Jenkins is working without credentials even after configuring LDAP authentication

I upgraded Jenkins to the latest version 2.423 on the secondary server with complete backup from the primary server. After the upgrade, LDAP authentication did not work, so I changed useSecurity to false in the Jenkins config.xml file to disable security temporarily and updated my LDAP manager password. After that, LDAP authentication started to work, and Jenkins was working without asking for any credentials.
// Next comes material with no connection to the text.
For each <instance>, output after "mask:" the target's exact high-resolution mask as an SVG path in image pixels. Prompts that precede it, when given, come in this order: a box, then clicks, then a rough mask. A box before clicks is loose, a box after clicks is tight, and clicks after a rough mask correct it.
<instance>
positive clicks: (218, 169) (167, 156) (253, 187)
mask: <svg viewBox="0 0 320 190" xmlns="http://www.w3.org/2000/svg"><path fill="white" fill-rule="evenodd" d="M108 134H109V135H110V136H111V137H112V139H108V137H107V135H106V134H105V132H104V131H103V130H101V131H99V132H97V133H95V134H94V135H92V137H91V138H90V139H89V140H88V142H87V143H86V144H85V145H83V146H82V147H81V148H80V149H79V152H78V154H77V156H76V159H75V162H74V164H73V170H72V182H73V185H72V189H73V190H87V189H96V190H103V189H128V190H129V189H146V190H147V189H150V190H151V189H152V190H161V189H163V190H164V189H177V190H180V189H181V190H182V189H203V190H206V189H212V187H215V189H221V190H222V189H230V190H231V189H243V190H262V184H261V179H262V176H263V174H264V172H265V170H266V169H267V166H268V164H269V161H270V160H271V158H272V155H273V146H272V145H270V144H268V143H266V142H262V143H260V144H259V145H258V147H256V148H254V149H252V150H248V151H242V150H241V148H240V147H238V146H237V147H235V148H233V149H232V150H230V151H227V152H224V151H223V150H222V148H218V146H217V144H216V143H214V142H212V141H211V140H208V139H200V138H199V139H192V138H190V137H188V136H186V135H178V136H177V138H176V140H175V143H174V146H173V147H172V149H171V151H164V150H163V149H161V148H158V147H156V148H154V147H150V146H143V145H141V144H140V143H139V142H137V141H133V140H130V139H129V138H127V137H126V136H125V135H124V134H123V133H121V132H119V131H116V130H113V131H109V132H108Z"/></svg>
While loading the URL, it allows us to directly manage Jenkins without asking us to login forcefully.

Hello @Ebin and welcome to this community. :wave:

It seems you’ve resolved the issue with LDAP authentication by temporarily disabling security (useSecurity set to false) and updating your LDAP manager password. However, it’s crucial to re-enable security to ensure the proper authentication and access control of your Jenkins instance.

Here are some of the steps you could take to re-enable security:

  1. Re-enable Security: Set useSecurity back to true in your Jenkins configuration. This is essential to enforce authentication and access control.
  2. LDAP Configuration: Ensure that your LDAP configuration remains correct and functional. Make sure that Jenkins can connect to your LDAP server and authenticate users.
  3. User and Group Configuration: Confirm that your LDAP users and groups are correctly configured within Jenkins. Ensure that LDAP groups are correctly mapped to Jenkins roles to control access.

Thanks for responding to my query, @poddingue.

I already followed those steps you mentioned, and LDAP is functioning and able to login. At the same time, everything is accessible and manageable without login.

For your reference,

How did you re-enable security? Did you do it through the UI or via editing the Jenkins XML files? If the latter, you would need to restart Jenkins in order for it to be picked up.

I have reenabled the security through UI only and restarted Jenkins to reflect. But no luck.

Is “logged in users can do anything” selected, or did you setup actual permissions?